Canada's relationship with the United States "went from the very best it probably ever was to near the worst it ever was," said Bruce Heyman, Obama's last ambassador to Canada.

While Trudeau sought not to provoke Trump, especially during difficult talks on a new North American trade treaty, Canada ended up in the crossfire of the U.S.-China trade war.

After the 2018 Vancouver detention of Huawei Technologies Co Ltd's chief financial officer Meng Wanzhou on a U.S. arrest warrant, Beijing detained two Canadian men and charged them with espionage. Meng remains under house arrest and the Canadians in Chinese prisons.

Now Trudeau and other allies are counting on Biden to re-engage on the world stage, in part to contain a "more assertive and sometimes problematic China", Trudeau said in Thursday's interview.

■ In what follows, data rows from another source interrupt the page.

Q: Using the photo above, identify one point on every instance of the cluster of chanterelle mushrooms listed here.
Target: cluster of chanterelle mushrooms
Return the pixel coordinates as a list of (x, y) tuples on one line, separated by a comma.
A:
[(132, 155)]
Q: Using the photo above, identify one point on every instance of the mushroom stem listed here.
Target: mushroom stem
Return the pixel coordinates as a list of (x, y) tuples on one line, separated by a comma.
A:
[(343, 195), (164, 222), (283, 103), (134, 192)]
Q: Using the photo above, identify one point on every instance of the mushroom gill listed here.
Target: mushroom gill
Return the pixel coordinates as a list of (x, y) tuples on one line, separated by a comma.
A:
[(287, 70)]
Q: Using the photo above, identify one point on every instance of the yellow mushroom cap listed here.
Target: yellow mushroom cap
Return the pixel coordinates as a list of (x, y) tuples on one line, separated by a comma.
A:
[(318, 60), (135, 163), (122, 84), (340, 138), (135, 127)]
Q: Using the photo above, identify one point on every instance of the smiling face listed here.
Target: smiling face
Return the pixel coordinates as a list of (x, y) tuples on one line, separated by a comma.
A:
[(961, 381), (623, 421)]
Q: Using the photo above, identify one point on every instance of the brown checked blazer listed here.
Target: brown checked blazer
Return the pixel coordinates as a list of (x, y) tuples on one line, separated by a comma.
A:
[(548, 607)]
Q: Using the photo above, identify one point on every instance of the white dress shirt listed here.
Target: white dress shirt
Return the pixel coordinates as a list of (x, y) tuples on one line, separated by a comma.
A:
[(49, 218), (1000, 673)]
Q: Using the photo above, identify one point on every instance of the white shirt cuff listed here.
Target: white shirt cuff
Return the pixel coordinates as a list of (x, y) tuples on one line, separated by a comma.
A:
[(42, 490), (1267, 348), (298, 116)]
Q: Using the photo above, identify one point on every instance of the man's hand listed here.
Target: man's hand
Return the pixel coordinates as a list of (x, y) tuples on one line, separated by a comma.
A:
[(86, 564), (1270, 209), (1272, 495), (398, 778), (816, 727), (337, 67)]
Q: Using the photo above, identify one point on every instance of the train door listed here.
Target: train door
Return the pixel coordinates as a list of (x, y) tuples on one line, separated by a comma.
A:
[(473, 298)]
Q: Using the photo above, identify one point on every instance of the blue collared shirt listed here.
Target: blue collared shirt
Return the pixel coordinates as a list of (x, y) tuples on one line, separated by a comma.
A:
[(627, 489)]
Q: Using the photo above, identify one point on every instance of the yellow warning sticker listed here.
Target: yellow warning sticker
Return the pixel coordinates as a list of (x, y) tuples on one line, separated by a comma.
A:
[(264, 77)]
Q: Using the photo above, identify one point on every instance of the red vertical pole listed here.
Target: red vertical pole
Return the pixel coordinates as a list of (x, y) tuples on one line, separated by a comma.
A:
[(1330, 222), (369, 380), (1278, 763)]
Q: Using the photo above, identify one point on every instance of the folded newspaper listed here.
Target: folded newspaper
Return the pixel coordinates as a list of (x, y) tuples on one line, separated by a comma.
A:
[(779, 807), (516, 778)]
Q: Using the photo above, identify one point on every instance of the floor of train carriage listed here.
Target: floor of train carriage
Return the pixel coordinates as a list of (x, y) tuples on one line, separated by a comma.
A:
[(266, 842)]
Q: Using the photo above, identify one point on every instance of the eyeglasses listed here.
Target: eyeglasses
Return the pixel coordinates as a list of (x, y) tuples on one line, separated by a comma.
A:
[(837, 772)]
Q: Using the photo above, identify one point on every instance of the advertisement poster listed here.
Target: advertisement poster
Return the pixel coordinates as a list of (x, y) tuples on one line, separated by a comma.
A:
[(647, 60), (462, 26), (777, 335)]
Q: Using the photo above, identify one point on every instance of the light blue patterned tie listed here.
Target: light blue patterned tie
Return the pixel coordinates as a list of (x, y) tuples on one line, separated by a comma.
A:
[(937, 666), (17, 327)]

"We are seeing how volatile the U.S. situation is, and all of us want to push the reset button so we can focus on the three Cs - climate, China and COVID," a senior diplomatic source from a Western country said.

"It is hugely important for both sides (Canada and the United States) to start a new chapter in the wake of the Trump era."

Domestic politics is also in play in Trudeau's eagerness to renew U.S. ties with a potential election in 2021.

Trudeau will want "to create a sense among Canadians (that) you've got to keep Trudeau because these guys click, and this is the opportunity to really be engaged with the Americans and kick this to the next level," said Chris Sands, head of the Canada Institute at the Washington-based Wilson Center.

"Trudeau hopes that will outshine anything his opposition can do" with the new president, Sands said.